Domestically, the public perception of the Georgian Dream as a pro-Russian force would be further entrenched. Activists and opposition figures would likely frame such a move as treasonous — a betrayal of Georgia’s territorial integrity and Western orientation.
Internationally, neither the EU, the United States, nor Azerbaijan, which historically views Armenia’s links to Russia with suspicion, would support a project that helps Russia bypass sanctions or strengthens Moscow’s foothold in the region.
What might have been a strategic trump card a decade ago is now a non-starter, buried under the weight of Georgia’s political drift, regional mistrust, and the changing nature of Russia’s role in the South Caucasus.
In effect, Georgia’s inaction has neutralized its leverage. By neither advancing the Anaklia project nor activating the WTO-brokered corridor through Abkhazia, it has ceded the initiative to others. Connectivity decisions that could have been made on Georgia’s terms, backed by the West and tied to European integration, are now viewed through a very different lens — as potential tools for Russian circumvention, not Georgian leadership.
Integration or Fragmentation?
The recent Armenia-Azerbaijan normalization process has opened a rare window for regional peacebuilding, and connectivity could be its most durable anchor. But for that to happen, corridors must be built not as tools of dominance but as frameworks of mutual benefit. So far, that vision remains elusive. The Zangezur Corridor continues to be framed by Azerbaijan in extraterritorial terms while Russia and Iran have co-opted the north-south axis for sanctions evasion and strategic maneuvering. Even the Middle Corridor, once hailed as a unifying route from China to Europe, risks fragmentation into competing branches based on geopolitical loyalties rather than logistical efficiency.

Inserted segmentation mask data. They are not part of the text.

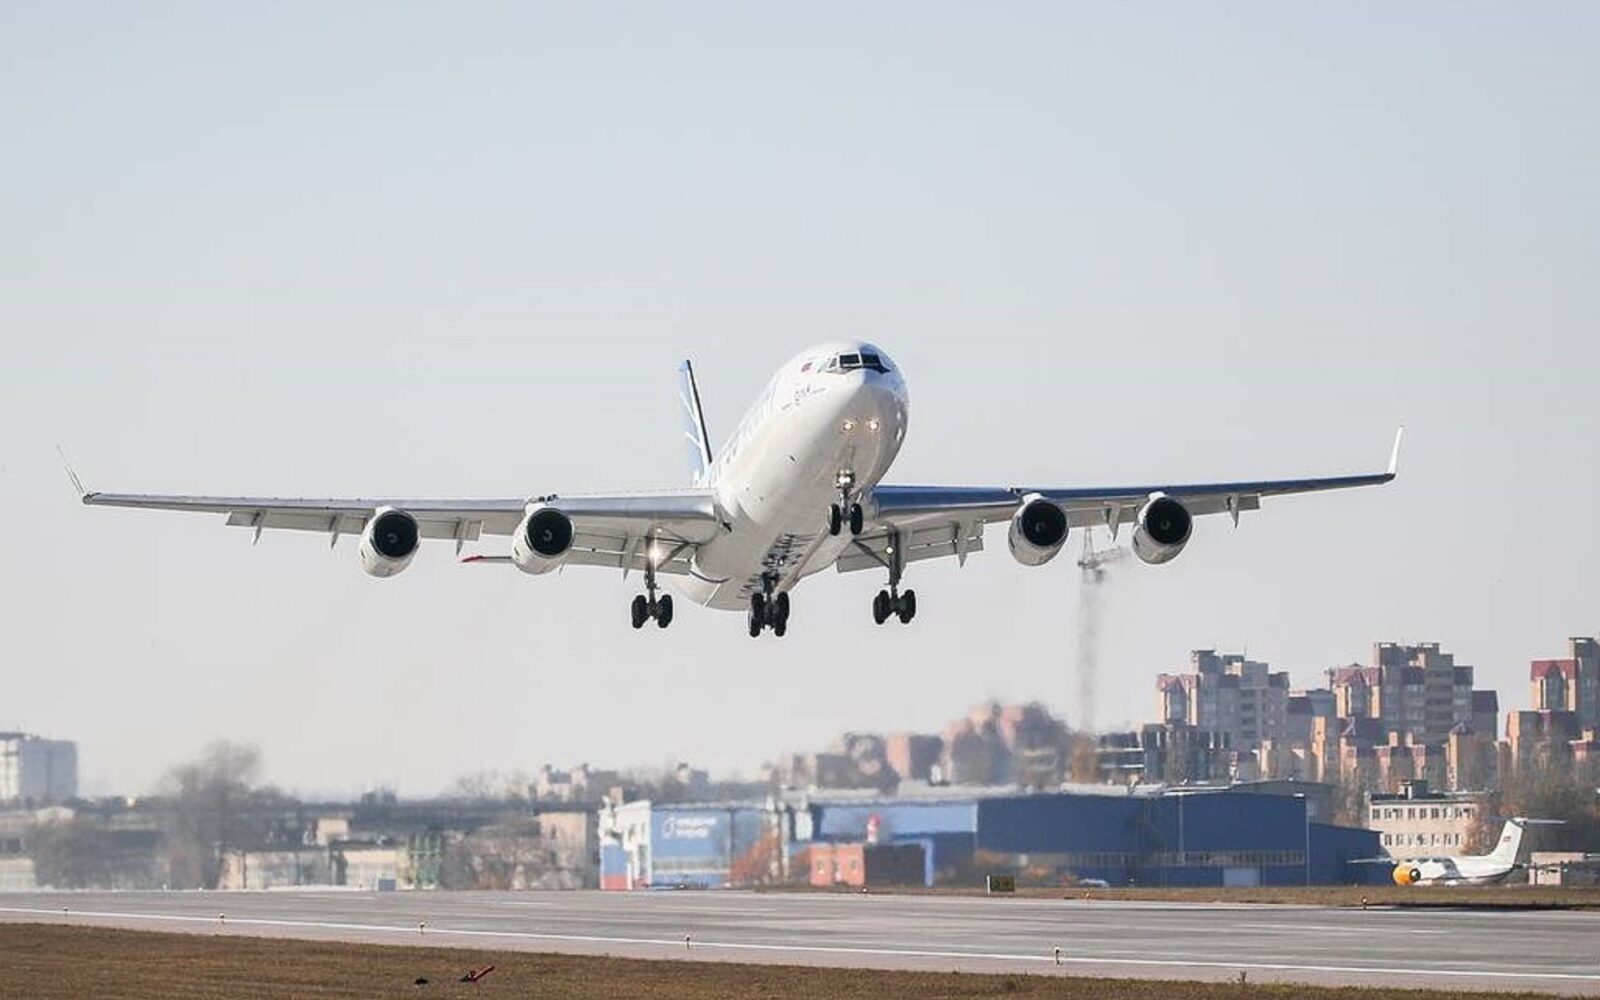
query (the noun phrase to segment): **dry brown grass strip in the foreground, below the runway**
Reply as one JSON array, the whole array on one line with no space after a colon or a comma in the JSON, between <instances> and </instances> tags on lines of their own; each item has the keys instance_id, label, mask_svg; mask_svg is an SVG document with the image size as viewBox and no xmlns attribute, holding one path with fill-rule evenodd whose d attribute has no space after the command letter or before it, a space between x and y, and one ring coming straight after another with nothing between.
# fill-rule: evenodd
<instances>
[{"instance_id":1,"label":"dry brown grass strip in the foreground, below the runway","mask_svg":"<svg viewBox=\"0 0 1600 1000\"><path fill-rule=\"evenodd\" d=\"M478 982L459 978L485 965ZM418 984L427 979L427 984ZM1221 979L1221 978L1219 978ZM715 962L640 962L384 947L267 938L152 934L83 926L0 925L0 1000L277 1000L299 997L517 997L534 1000L957 1000L1050 997L1072 1000L1427 1000L1512 994L1435 994L1395 989L1317 989L1240 982L1147 982L1058 976L979 976L824 970Z\"/></svg>"}]
</instances>

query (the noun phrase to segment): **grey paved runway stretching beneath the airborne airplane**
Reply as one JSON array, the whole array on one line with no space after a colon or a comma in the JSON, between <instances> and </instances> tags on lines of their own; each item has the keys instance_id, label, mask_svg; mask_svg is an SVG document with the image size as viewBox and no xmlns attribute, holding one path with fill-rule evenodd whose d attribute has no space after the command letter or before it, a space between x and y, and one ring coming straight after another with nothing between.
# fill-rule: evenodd
<instances>
[{"instance_id":1,"label":"grey paved runway stretching beneath the airborne airplane","mask_svg":"<svg viewBox=\"0 0 1600 1000\"><path fill-rule=\"evenodd\" d=\"M1600 994L1600 914L800 893L6 893L0 922L638 958Z\"/></svg>"}]
</instances>

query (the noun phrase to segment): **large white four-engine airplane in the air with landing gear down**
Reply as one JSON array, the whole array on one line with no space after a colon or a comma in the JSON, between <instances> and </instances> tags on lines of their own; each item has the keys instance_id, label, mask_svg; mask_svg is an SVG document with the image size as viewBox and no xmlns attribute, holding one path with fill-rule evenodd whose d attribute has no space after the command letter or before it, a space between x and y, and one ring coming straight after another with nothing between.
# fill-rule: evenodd
<instances>
[{"instance_id":1,"label":"large white four-engine airplane in the air with landing gear down","mask_svg":"<svg viewBox=\"0 0 1600 1000\"><path fill-rule=\"evenodd\" d=\"M888 586L872 619L909 622L915 590L906 565L949 557L965 563L984 547L984 528L1010 522L1011 554L1027 566L1050 562L1072 526L1131 523L1133 550L1165 563L1189 542L1194 515L1256 510L1262 496L1371 486L1389 470L1328 478L1146 486L896 486L885 485L906 440L906 381L883 350L864 342L811 347L766 382L722 451L714 453L694 370L682 368L683 429L693 485L658 493L542 494L507 499L278 499L262 496L147 496L83 493L83 502L226 514L229 525L322 531L338 542L360 536L362 568L405 570L424 538L462 542L510 536L507 555L462 562L509 563L525 573L610 566L643 573L632 602L635 629L672 622L669 578L709 608L747 613L749 632L782 635L790 592L802 578L837 566L877 570ZM80 486L82 493L82 486Z\"/></svg>"}]
</instances>

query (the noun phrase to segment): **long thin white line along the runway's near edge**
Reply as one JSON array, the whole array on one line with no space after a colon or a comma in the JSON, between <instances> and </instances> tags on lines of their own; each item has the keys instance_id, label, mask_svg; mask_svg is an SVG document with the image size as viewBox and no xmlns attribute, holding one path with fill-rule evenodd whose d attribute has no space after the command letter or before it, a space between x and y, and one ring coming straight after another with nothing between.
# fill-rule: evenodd
<instances>
[{"instance_id":1,"label":"long thin white line along the runway's near edge","mask_svg":"<svg viewBox=\"0 0 1600 1000\"><path fill-rule=\"evenodd\" d=\"M274 920L264 917L232 917L226 923L216 917L195 917L186 914L128 914L110 910L69 910L40 907L0 906L0 914L26 914L38 917L72 918L110 918L110 920L150 920L168 923L211 923L221 926L282 926L333 931L366 931L381 934L405 934L406 938L509 938L518 941L566 941L571 944L634 944L683 949L683 939L677 938L622 938L606 934L550 934L539 931L491 931L491 930L456 930L445 926L429 926L426 934L416 926L395 926L387 923L346 923L336 920ZM1178 960L1178 958L1096 958L1088 955L1026 955L1016 952L965 952L965 950L931 950L931 949L899 949L899 947L864 947L864 946L829 946L829 944L763 944L754 941L694 941L694 950L734 950L734 952L800 952L822 955L877 955L888 958L982 958L990 962L1027 962L1037 965L1123 965L1150 968L1221 968L1221 970L1253 970L1272 973L1347 973L1347 974L1384 974L1384 976L1456 976L1462 979L1557 979L1563 982L1600 982L1595 973L1523 973L1493 970L1456 970L1456 968L1422 968L1378 966L1378 965L1309 965L1291 962L1214 962L1214 960Z\"/></svg>"}]
</instances>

Tbilisi has squandered two potential game-changers: the Anaklia deep-sea port, which could have anchored Georgia as a Black Sea hub, and the WTO-brokered trade corridor through the occupied regions, which could have restored leverage over Russia while promoting status-neutral engagement.
The problem is not a lack of opportunity but a failure of political will, particularly in Georgia, but also in almost all regional powers. Tbilisi has squandered two potential game-changers: the Anaklia deep-sea port, which could have anchored Georgia as a Black Sea hub, and the WTO-brokered trade corridor through the occupied regions, which could have restored leverage over Russia while promoting status-neutral engagement. Both remain dormant. Instead of utilizing connectivity to reinforce sovereignty and regional agency, Georgia’s ruling party has opted for a path of appeasement, aligning itself with Russian interests at the expense of public trust, strategic autonomy, and Western support. What could have been built as a shield against authoritarian influence is now seen as a potential conduit for it.
The result is a new era of connectivity traps — corridors that promise integration but deliver dependence, routes that bind rather than bridge. For the wider region, this means more fragmentation, more suspicion, and fewer platforms for inclusive cooperation. For Georgia, it means the gradual erosion of its transit centrality and geopolitical credibility. Unless the region redefines connectivity not as a race for control but as a vehicle for coexistence, it risks turning infrastructure into the next frontier of rivalry — and losing peace just as it comes into view.